According to the monthly Global Fund Manager Survey from Bank of America, which surveyed 213 panellists with US$565 billion in assets under management, respondents were more optimistic after the US election.

Interestingly in this month’s results, 22 per cent of respondents provided their answers following the election results of Donald Trump as the next president-elect on 6 November, Bank of America said, which created a differing set of answers.

Of those who submitted responses after the election, they were more optimistic on global and US growth, held lower cash levels and higher allocations to US equities. 

“Post-election results show higher global and US growth expectations, higher inflation expectations, lower probability of a ‘soft landing’, lower cash levels, higher allocations to US and Japanese equities, higher tech weighting, and big expectation for small caps and high yield bonds to outperform.”

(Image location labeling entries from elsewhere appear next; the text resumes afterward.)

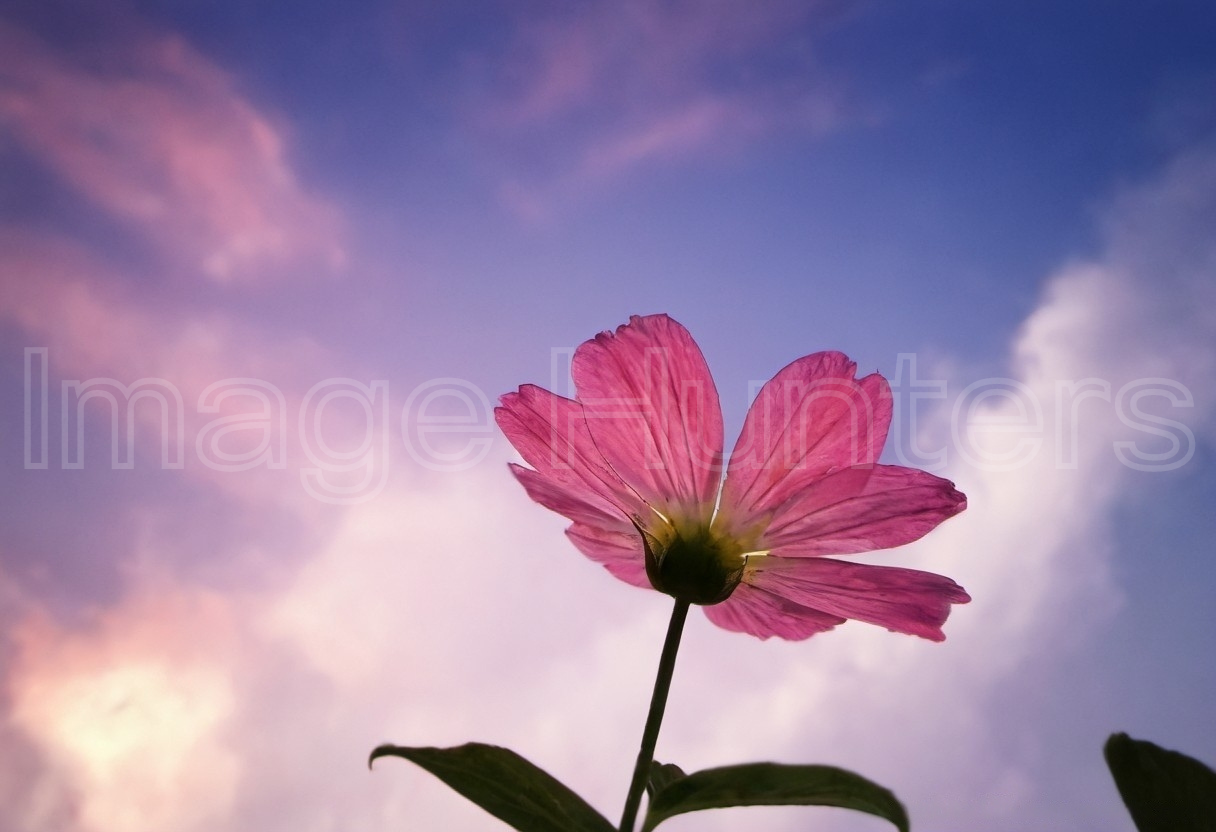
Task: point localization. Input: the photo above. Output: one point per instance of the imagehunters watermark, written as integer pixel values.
(339, 436)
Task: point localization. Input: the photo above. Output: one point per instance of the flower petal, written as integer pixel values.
(579, 506)
(901, 600)
(653, 410)
(860, 510)
(809, 420)
(618, 550)
(761, 613)
(551, 433)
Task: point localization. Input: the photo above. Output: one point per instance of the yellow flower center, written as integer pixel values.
(693, 563)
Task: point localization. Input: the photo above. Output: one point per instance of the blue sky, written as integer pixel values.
(446, 201)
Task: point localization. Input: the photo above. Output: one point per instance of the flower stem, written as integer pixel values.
(654, 718)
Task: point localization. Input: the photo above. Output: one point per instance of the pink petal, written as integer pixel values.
(811, 419)
(618, 550)
(901, 600)
(653, 410)
(551, 433)
(761, 613)
(860, 510)
(578, 505)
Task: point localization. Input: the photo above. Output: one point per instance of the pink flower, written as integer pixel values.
(635, 464)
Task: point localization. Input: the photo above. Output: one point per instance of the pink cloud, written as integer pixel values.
(95, 330)
(157, 135)
(612, 88)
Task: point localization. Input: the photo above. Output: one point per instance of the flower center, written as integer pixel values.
(693, 565)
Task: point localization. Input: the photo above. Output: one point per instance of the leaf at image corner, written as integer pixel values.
(1164, 791)
(775, 785)
(506, 785)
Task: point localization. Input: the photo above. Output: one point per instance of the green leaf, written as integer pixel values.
(1164, 791)
(773, 785)
(662, 775)
(505, 785)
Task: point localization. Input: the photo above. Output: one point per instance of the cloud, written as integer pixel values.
(157, 136)
(589, 95)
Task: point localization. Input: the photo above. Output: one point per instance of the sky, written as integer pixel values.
(265, 269)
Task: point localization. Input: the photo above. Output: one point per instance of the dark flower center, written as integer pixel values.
(693, 565)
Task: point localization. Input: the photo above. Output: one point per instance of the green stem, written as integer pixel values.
(654, 719)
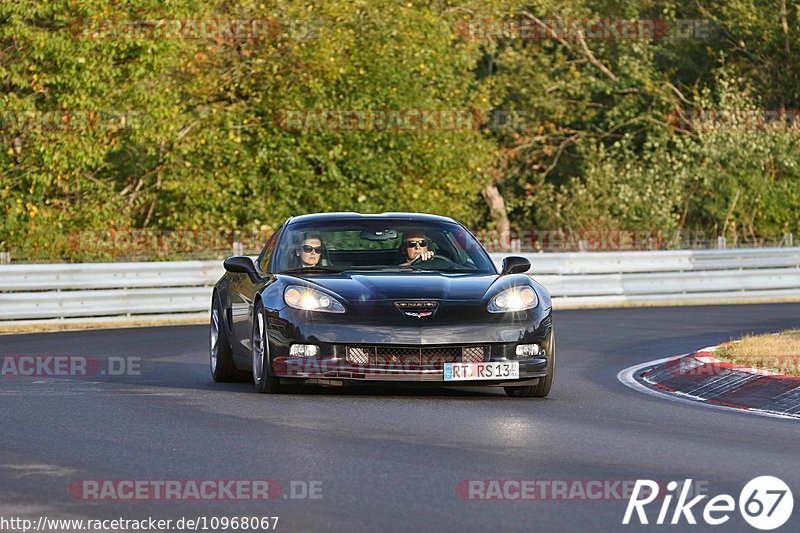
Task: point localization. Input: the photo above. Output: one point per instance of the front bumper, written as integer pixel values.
(335, 335)
(334, 364)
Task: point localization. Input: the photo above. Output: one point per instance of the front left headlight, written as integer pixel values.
(308, 299)
(514, 299)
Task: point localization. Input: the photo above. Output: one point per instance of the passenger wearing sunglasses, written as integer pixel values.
(309, 253)
(415, 247)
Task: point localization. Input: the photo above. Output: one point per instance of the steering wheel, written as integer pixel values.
(418, 261)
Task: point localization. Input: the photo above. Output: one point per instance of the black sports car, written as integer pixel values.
(344, 297)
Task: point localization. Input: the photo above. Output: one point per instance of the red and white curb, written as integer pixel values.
(701, 379)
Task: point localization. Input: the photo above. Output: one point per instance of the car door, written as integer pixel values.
(243, 291)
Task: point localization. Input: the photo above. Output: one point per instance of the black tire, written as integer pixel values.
(219, 347)
(542, 388)
(263, 379)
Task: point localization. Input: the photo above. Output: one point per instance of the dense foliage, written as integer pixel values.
(113, 124)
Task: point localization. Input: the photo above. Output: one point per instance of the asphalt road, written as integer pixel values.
(387, 460)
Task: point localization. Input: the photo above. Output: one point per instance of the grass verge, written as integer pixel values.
(777, 352)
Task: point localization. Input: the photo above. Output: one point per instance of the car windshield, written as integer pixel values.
(379, 245)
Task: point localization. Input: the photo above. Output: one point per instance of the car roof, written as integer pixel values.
(353, 216)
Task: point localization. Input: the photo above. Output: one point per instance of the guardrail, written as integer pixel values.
(99, 291)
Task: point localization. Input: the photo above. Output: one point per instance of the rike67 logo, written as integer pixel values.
(765, 503)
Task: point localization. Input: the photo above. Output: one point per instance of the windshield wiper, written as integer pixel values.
(312, 270)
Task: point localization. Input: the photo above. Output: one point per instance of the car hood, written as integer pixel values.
(372, 287)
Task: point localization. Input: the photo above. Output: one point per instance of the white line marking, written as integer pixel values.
(625, 377)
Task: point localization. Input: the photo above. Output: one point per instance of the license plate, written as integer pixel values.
(474, 371)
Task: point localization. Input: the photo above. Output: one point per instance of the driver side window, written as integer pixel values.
(265, 258)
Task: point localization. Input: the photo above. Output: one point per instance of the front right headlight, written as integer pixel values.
(514, 299)
(308, 299)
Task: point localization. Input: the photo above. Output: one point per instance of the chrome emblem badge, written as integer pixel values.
(417, 308)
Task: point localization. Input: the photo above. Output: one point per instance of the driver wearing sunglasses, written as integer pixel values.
(310, 252)
(415, 246)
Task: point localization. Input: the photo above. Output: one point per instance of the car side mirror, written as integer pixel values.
(515, 265)
(243, 265)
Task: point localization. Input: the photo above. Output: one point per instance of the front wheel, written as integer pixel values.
(219, 347)
(263, 379)
(542, 388)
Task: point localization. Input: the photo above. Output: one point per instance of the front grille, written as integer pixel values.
(414, 357)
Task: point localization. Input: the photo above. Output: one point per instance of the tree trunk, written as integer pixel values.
(497, 210)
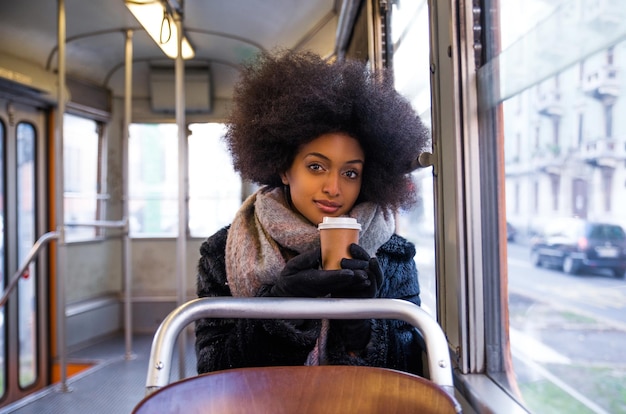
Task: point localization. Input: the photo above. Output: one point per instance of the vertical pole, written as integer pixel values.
(128, 91)
(59, 198)
(181, 245)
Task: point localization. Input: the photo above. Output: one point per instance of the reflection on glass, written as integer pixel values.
(25, 240)
(81, 166)
(562, 95)
(409, 28)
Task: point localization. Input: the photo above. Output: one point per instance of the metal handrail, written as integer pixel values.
(159, 364)
(42, 241)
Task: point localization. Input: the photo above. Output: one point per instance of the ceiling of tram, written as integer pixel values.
(223, 33)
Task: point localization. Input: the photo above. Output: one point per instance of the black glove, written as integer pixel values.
(356, 333)
(302, 277)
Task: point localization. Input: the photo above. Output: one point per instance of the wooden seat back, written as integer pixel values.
(300, 390)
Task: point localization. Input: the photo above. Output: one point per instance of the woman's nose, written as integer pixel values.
(331, 185)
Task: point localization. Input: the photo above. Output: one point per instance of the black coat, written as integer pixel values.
(235, 343)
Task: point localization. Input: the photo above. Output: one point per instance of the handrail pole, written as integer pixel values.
(160, 361)
(61, 267)
(34, 251)
(126, 247)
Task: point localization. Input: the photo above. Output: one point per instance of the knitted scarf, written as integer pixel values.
(265, 226)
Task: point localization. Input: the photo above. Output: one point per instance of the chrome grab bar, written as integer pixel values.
(41, 242)
(159, 365)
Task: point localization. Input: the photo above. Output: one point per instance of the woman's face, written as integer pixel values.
(325, 177)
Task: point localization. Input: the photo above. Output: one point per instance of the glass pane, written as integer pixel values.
(214, 186)
(560, 91)
(409, 27)
(153, 180)
(3, 366)
(81, 164)
(26, 237)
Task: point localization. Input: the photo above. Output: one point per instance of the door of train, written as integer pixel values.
(23, 344)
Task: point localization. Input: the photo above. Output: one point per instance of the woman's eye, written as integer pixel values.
(351, 174)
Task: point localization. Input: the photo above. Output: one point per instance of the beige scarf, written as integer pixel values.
(265, 226)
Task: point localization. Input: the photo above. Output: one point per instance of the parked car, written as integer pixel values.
(574, 245)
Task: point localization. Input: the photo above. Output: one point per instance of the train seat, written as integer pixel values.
(300, 389)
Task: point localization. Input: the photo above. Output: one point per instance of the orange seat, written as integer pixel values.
(301, 390)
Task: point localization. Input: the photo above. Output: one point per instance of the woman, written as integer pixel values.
(323, 140)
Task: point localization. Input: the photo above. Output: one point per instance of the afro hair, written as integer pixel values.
(285, 99)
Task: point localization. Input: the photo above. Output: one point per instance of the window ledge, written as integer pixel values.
(480, 394)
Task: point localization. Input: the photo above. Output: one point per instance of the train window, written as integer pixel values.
(153, 180)
(214, 186)
(26, 237)
(3, 354)
(409, 29)
(81, 151)
(554, 83)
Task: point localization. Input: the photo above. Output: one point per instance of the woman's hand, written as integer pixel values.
(356, 333)
(302, 277)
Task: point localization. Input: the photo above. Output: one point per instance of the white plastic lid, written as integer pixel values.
(339, 223)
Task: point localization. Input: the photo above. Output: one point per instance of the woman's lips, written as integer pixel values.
(328, 207)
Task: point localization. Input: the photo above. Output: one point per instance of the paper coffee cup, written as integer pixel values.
(336, 235)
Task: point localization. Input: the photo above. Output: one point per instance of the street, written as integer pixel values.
(568, 334)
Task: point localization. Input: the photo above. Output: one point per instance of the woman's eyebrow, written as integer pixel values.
(320, 155)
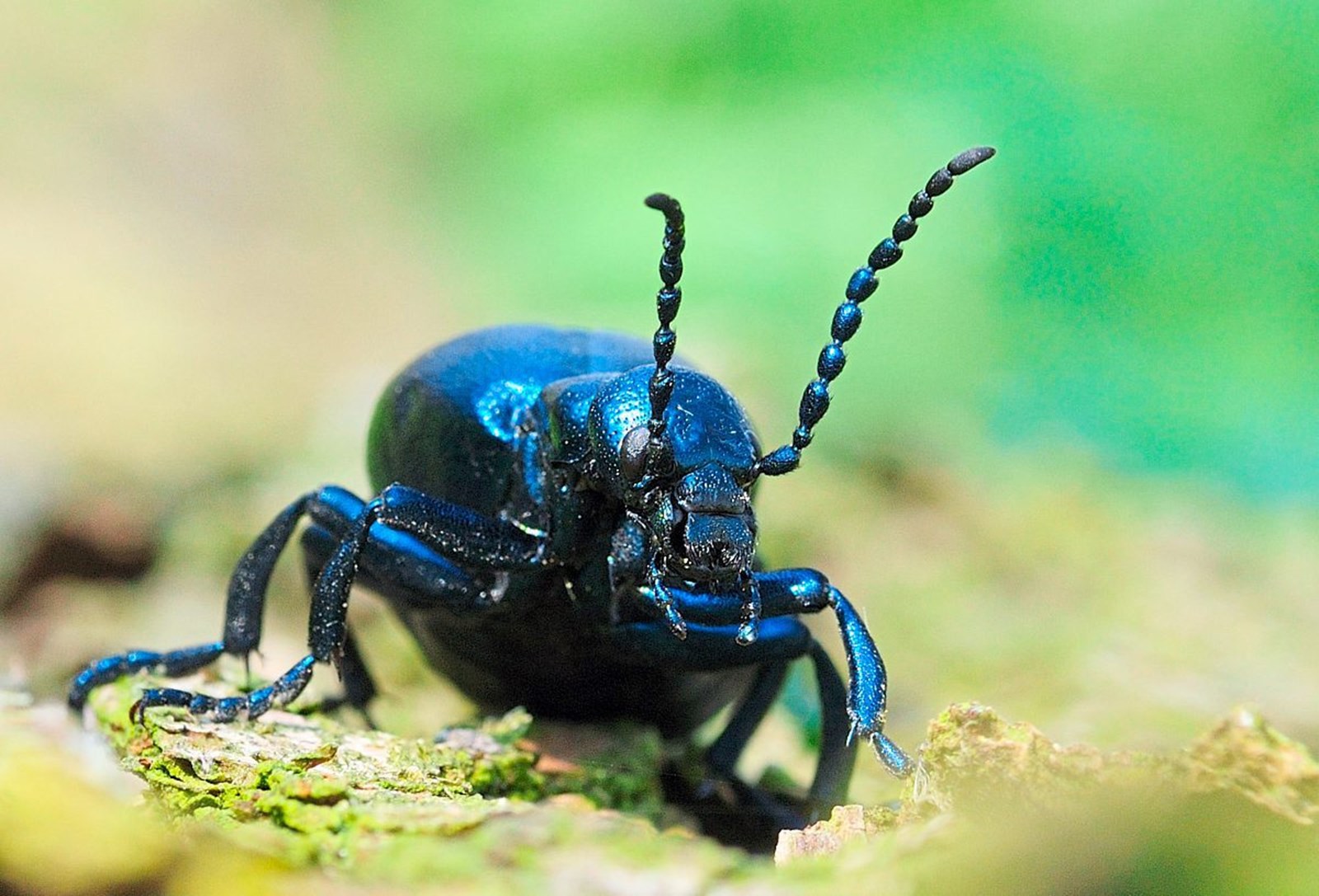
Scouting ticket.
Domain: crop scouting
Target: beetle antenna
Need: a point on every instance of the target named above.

Global growth expectations post-election jumped from -10 per cent in October to 23 per cent, the highest since July 2021, while US growth expectations jumped from -22 per cent to 28 per cent. 

Cash levels, which rose briefly as a defensive move pre-election, were at 4 per cent. 

Allocations to US equities “surged” post election, the firm said, to the highest level since August 2013, with investors holding 29 per cent in the asset compared to 10 per cent in October. 

Some 43 per cent said they expect US equities to be the best-performing asset class in 2024 compared to 27 per cent of respondents pre-election. There was less positivity towards global equities post-election, which stood at 20 per cent compared to 27 per cent of pre-election respondents. 

Looking at the overall monthly survey results, which included both pre- and post-election responses, it said equity allocations were a net 34 per cent overweight, up 3 percentage points. Fixed income allocations were a net 10 per cent underweight and cash rose slightly from 3.9 to 4.3 per cent.

Overall global sentiment was 5.2, down from 5.5 in October. This measure is based on cash levels, equity allocations and economic growth expectations. However, if looking at only responses following the election, it would have risen from 5.5 to 5.9.